Local Volunteer Recounts September 11th Experience

By: Tina Stein
By: Tina Stein

No matter what year it is, John Lawrence says September 11th will always bring back all sorts of feelings and memories.

"I still remember those images very clearly."

Just a few months after the Twin Towers fell, Lawrence flew out to Staten Island to serve as a site supervisor for the Salvation Army. Staten Island is where crews sorted through the debris that was shipped by barge from Ground Zero. This debris included plane wreckage and body remains, which left Lawrence with some shocking last impressions.

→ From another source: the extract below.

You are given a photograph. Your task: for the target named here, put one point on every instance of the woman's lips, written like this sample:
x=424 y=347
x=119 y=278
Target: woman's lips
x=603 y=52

"The only way they were able to identify one of the victims was his hip replacement, his stainless steel hip replacement," he says.

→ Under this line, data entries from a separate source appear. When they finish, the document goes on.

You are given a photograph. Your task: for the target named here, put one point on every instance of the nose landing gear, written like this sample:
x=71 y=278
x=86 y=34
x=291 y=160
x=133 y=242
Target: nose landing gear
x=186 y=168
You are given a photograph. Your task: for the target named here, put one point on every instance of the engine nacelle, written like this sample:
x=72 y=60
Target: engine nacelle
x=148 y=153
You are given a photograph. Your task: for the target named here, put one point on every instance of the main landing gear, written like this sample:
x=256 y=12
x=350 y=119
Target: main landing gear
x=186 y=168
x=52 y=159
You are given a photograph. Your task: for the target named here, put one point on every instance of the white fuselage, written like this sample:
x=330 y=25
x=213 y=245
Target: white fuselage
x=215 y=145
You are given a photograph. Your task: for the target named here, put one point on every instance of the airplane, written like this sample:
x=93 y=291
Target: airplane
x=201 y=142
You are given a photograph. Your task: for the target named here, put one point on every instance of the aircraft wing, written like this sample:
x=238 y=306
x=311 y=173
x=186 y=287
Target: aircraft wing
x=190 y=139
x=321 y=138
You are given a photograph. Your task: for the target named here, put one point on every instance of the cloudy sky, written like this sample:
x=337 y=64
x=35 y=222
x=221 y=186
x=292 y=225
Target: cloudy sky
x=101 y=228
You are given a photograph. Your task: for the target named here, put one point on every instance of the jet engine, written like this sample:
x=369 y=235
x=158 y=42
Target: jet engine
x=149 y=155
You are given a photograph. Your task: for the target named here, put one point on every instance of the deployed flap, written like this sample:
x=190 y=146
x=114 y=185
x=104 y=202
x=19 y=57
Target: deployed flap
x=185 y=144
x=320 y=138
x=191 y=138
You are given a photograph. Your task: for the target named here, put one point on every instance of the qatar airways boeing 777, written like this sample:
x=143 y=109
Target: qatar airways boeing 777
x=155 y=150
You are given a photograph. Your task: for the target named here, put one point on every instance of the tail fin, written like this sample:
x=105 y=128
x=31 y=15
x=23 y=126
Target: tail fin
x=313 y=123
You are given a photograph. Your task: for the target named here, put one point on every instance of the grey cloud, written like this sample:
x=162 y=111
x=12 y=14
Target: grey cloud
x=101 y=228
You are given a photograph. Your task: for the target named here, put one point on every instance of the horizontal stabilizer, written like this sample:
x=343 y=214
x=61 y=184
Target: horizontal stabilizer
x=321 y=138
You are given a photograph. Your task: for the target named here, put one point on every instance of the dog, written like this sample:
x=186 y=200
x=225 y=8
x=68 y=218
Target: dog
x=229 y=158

Reports show many of those working on Ground Zero immediately after the attacks are now having problems breathing. So just to be safe, Lawrence is taking part in a study to make sure he doesn't develop those problems as well.

"I have no problems myself and the people that were there later that got the proper breathing equipment protection and followed the rules. I don't think we'll have any problems."

Lawrence keeps in touch with fellow aftermath workers. Every September 11th, emails are exchanged, reminding them how lucky they are to be on this side of the attacks.

Every six months, Lawrence fills out a questionnaire on his mental and physical health. He also receives statistics on those who've developed respiratory problems such as asthma. So far, Lawrence says no one he worked with on Staten Island claims to have gotten sick.